WHartTest  by MGdaasLab

Intelligent test automation platform

Created 3 months ago
525 stars

Top 60.0% on SourcePulse

GitHubView on GitHub
Project Summary

Summary

WHartTest is an AI-driven test automation platform built using Django REST Framework, designed to automate the generation and management of test cases from requirements. It targets testing teams seeking to improve efficiency and test coverage by leveraging large language models (LLMs) and knowledge retrieval techniques.

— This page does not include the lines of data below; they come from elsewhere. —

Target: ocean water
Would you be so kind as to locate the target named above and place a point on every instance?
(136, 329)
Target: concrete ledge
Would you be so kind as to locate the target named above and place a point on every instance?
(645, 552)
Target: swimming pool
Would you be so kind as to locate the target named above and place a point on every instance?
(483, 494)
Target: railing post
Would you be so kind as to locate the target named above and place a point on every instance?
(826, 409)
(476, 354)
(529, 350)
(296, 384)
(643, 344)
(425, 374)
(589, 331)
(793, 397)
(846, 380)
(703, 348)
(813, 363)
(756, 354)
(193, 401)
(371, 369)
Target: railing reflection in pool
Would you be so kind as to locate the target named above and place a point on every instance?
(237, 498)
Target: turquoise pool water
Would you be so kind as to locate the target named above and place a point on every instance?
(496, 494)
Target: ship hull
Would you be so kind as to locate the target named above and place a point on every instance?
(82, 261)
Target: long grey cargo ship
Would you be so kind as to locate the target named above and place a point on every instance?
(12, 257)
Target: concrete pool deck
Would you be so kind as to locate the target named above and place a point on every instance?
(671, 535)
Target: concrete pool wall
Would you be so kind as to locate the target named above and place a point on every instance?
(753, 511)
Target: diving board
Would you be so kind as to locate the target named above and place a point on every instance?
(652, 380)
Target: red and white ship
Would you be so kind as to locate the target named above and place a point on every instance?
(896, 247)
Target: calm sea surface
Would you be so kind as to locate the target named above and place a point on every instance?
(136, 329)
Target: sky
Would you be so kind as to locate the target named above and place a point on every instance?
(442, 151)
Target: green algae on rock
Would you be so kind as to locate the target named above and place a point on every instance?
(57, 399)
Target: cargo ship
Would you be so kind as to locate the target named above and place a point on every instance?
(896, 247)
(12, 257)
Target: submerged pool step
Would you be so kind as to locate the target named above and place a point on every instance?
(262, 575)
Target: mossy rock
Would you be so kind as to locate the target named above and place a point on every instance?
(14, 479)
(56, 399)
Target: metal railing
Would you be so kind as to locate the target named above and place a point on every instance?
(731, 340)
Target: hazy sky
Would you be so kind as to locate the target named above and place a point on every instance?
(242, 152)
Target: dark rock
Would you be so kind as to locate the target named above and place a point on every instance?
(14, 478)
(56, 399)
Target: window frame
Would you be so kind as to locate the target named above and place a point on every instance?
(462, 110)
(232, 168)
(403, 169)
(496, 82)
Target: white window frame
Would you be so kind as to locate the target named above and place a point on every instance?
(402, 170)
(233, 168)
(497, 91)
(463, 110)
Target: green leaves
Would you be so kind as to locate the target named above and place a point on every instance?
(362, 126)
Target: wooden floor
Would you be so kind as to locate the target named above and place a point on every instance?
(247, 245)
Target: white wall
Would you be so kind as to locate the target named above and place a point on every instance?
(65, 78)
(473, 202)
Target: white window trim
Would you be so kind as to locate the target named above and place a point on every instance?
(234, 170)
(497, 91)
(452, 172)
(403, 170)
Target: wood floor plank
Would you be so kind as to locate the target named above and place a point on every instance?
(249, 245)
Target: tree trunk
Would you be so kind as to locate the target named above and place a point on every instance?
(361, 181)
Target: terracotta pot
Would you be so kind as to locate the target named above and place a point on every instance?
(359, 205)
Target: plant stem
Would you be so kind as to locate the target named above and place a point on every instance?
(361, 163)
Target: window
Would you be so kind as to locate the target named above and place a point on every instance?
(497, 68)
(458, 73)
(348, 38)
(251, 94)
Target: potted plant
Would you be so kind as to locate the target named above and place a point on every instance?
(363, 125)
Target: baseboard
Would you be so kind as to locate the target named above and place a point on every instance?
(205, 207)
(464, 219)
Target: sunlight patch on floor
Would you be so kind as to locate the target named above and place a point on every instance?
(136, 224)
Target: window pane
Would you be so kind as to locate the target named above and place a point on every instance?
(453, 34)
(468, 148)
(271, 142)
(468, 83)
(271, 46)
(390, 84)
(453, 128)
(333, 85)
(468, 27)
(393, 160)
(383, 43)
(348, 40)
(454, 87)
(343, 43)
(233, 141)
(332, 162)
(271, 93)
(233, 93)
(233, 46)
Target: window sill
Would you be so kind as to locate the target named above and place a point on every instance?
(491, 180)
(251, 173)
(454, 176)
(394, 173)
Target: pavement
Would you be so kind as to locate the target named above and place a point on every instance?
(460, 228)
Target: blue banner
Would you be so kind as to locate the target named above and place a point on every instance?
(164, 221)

The platform aims to streamline the process from requirement analysis to executable test case creation.

How It Works

The system integrates Natural Language Understanding (NLU), knowledge base retrieval, and embedding search capabilities. It utilizes frameworks like LangChain and the Model Context Protocol (MCP) for tool invocation and LLM interaction. By processing requirements and querying integrated knowledge bases, WHartTest automatically generates test cases, supporting various embedding services such as OpenAI, Azure OpenAI, and Ollama for flexibility.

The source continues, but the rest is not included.